P.S: If any mods/admins aren't ok with me scraping the site, by all means let me know. I'd obviously write the bot/script in such a way that it doesn't slam the server & only send a certain amount of requests per second/minute (more or less like a Google bot). I know other users have written similar bots/scraping tools, so I thought it'd be ok. But if not, just let me know

I've recently started scraping
recent. My script saves the first unedited version of the post in raw HTML, excluding quotes. Your post for example looks like this:
Initscri
186520
45883661
Other /
Meta /
"Multiple Accounts" / Copy-pasta detection scripts/botsHey all,
I've been planning to write a few scripts relating to BitcoinTalk. It's been on my "developer bucket list" to write something to detect users who have multiple accounts.
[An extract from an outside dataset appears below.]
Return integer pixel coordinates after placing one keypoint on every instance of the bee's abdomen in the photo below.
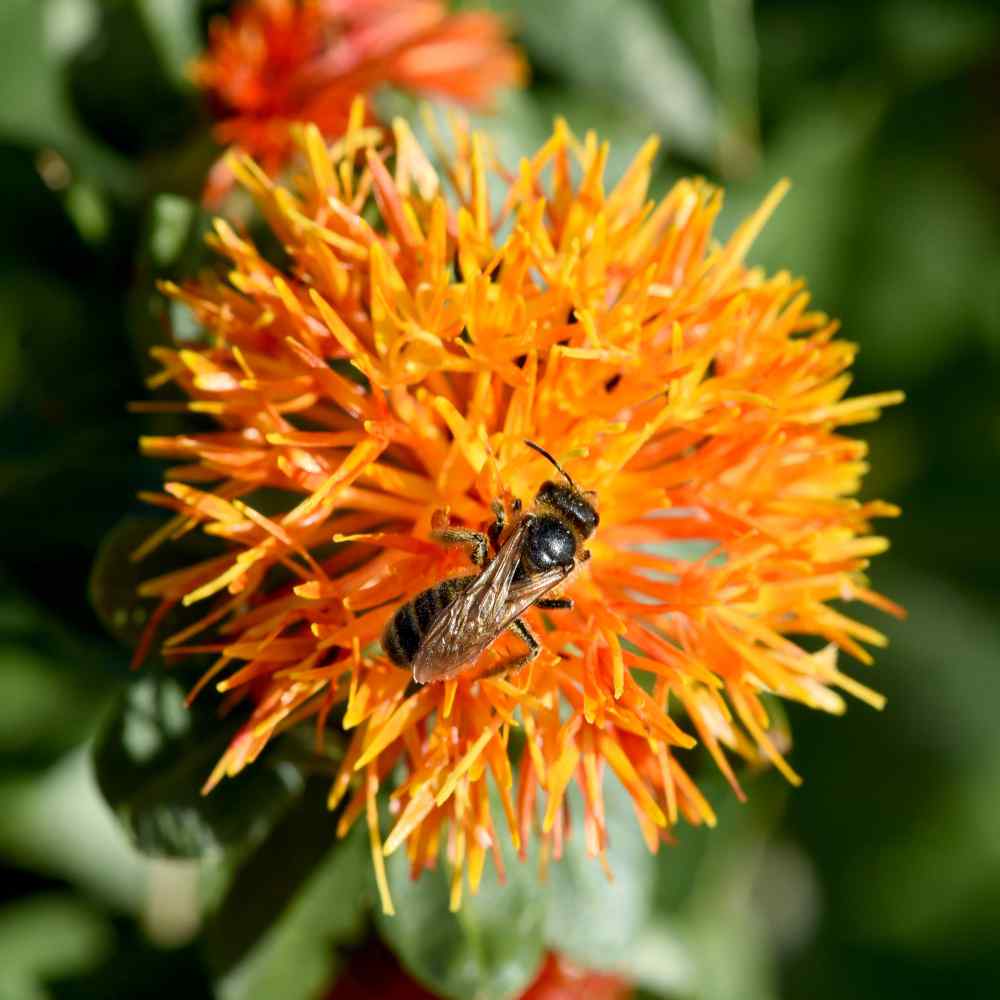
(408, 626)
In order to accomplish this, and have a reliable list, I'd have to determine some logic in order to base this.
I have a few things in mind:
Index/scrape posts &:
For
multiple account detection:
- Look for same address usage between posts (BTC, ETH, etc)
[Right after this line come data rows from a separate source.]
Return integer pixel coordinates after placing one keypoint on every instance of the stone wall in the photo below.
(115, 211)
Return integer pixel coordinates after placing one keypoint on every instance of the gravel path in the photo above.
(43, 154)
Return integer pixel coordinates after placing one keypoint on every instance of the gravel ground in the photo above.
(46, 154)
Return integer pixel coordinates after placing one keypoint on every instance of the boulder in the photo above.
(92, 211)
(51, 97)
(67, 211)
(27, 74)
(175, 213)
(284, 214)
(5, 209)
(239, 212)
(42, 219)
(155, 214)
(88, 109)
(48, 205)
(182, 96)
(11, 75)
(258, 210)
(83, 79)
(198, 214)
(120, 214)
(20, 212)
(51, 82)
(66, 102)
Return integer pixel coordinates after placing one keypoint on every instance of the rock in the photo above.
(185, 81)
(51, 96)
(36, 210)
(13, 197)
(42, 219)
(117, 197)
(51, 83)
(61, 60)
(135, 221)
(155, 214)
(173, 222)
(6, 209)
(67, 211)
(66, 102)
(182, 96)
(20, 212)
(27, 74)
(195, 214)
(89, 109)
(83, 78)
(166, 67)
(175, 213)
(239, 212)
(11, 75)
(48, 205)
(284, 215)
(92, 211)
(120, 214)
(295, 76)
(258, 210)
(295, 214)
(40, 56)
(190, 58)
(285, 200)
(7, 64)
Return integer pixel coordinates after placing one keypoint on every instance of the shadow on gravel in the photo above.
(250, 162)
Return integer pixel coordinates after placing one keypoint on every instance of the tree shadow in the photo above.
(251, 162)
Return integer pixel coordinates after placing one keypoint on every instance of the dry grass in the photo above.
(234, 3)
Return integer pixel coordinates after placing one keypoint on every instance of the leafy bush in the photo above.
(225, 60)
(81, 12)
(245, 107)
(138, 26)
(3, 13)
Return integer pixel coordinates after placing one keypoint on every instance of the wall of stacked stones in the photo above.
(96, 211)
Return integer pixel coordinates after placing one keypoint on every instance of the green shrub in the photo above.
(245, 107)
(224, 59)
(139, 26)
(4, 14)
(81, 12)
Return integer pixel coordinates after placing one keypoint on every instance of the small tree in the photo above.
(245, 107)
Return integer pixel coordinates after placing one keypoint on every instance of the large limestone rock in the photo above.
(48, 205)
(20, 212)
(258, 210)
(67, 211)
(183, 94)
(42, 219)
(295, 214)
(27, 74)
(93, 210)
- Look for same account usage between posts (telegram, skype, etc)
- [other ideas here]
For
copy-pasta detection:
- write a script to determine copy-pasta from accounts by matching the text of posts to similar text of other sites in order to return a probability percentage of the user copy/pasting (including src for manual analysis)
- [other ideas here]
Results would be posted here for mods to look at (if need be), or just to keep a record of such a connection. I'd also probably link to results in
this topicI wanted to post this thread in advance to see if anyone else had any other logic / ideas in mind for these scripts/bots? This will solely be when I have the time to create this (which won't be for a couple of weeks), so I thought I'd post this well in advance.
Thanks!
The first line is your Username, then userID, post number, some raw headers, and the last line is the post itself.
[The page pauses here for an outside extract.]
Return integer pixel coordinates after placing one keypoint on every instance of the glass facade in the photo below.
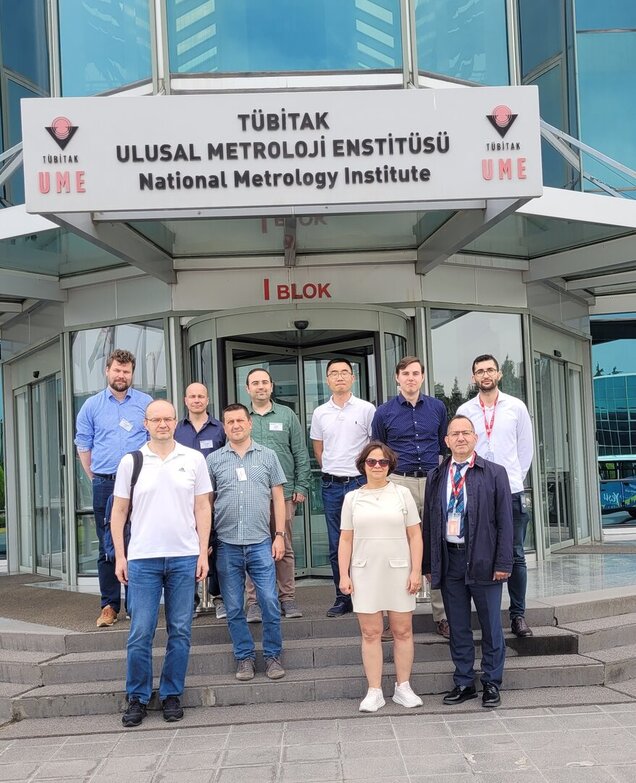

In compressed format, it takes about 10 MB per day. Instead of scraping the same data again, I could easily send it to you, and a few day's worth of data should be enough for you to start testing. If interested, let me know.
You'll be in for a surprise if you start looking for plagiarism! I sometimes sort a day's worth of posts and search for exact duplicates. This typically gives a few dozen posts that are posted a few dozen times. Most of them are spam, many of them are just spammers posting the same useless "proof of authentication" and more crap like that.
Detecting the text spinners will be a whole different level!